A war between India and Pakistan would be "somewhere between terrible and catastrophic" and would destroy hard-earned improvements in U.S. relations with both nations, Deputy Defense Secretary Paul Wolfowitz said Friday. 

Wolfowitz and six members of Congress met separately with Indian Defense Minister George Fernandes ahead of an international conference on fighting terrorism and arms proliferation in Asia. 

Fernandes said there was no change along the tense border between India and Pakistan. "The situation is stable," he told The Associated Press. 

The two nuclear-armed neighbors are on a war footing and have massed a million troops along their border. 

Defense Secretary Donald H. Rumsfeld and Deputy Secretary of State Richard Armitage plan to visit India and Pakistan next week to further try to defuse the situation. 

The United States does not want to see its recently improved relations with both India and Pakistan wrecked by war, Wolfowitz said. 

"It would be tragic to see both of those positive developments destroyed by a war that would do great damage to everybody," he said. 
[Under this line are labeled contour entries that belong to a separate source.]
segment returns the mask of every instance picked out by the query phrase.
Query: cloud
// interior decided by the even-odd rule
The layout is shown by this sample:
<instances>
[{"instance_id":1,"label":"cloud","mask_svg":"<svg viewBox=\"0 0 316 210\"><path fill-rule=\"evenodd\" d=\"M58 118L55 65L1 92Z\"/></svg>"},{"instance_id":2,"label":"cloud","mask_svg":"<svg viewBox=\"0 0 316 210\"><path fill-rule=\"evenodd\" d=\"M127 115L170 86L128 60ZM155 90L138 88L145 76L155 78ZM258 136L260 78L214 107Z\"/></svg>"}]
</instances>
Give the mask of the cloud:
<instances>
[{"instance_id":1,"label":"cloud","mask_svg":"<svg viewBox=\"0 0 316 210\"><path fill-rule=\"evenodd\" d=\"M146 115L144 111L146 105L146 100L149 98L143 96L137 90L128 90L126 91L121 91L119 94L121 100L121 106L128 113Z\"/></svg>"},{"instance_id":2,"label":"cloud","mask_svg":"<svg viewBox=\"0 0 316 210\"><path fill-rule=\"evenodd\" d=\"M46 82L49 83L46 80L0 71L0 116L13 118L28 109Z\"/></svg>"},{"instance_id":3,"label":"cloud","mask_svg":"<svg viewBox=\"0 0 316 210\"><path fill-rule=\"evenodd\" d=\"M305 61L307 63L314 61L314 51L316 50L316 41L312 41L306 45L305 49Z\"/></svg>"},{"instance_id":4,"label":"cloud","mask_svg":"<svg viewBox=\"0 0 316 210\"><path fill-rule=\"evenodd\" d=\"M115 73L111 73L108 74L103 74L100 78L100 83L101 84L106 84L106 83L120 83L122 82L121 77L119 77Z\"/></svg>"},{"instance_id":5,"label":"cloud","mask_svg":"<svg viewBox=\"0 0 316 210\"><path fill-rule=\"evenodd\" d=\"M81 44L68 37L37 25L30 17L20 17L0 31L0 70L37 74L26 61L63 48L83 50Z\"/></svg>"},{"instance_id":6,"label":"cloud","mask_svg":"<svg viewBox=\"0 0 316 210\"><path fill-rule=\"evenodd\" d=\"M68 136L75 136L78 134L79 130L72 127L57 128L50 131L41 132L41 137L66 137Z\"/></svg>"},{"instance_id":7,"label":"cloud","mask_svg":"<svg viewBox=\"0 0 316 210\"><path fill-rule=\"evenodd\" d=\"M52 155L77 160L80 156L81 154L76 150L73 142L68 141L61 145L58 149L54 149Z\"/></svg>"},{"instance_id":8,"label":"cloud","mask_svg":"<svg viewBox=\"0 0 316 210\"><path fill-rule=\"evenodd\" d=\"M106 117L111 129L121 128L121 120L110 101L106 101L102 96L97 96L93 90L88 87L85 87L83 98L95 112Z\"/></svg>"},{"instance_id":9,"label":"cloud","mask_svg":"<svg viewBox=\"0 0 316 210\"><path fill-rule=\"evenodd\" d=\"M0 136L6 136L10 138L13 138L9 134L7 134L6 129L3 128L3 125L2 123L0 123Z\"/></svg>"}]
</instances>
Wolfowitz gave few details of his meeting with Fernandes, saying he did not want to risk a misstep during "an extremely sensitive period." 

"We believe that a war would be somewhere between terrible and catastrophic," Wolfowitz said he told Fernandes. 

President Bush has called on Pakistani President Pervez Musharraf to stop fighters from crossing into Indian-controlled Kashmir, and Wolfowitz repeated that message Friday. Both India and Pakistan claim the Himalayan region in its entirety. 

The congressmen who met with Fernandes said he told them India does not trust Musharraf and is angry about attacks by Muslim militants on the Indian parliament and a military base in Kashmir. 

"We all made a plea for restraint," said Sen. Jack Reed, D-R.I. 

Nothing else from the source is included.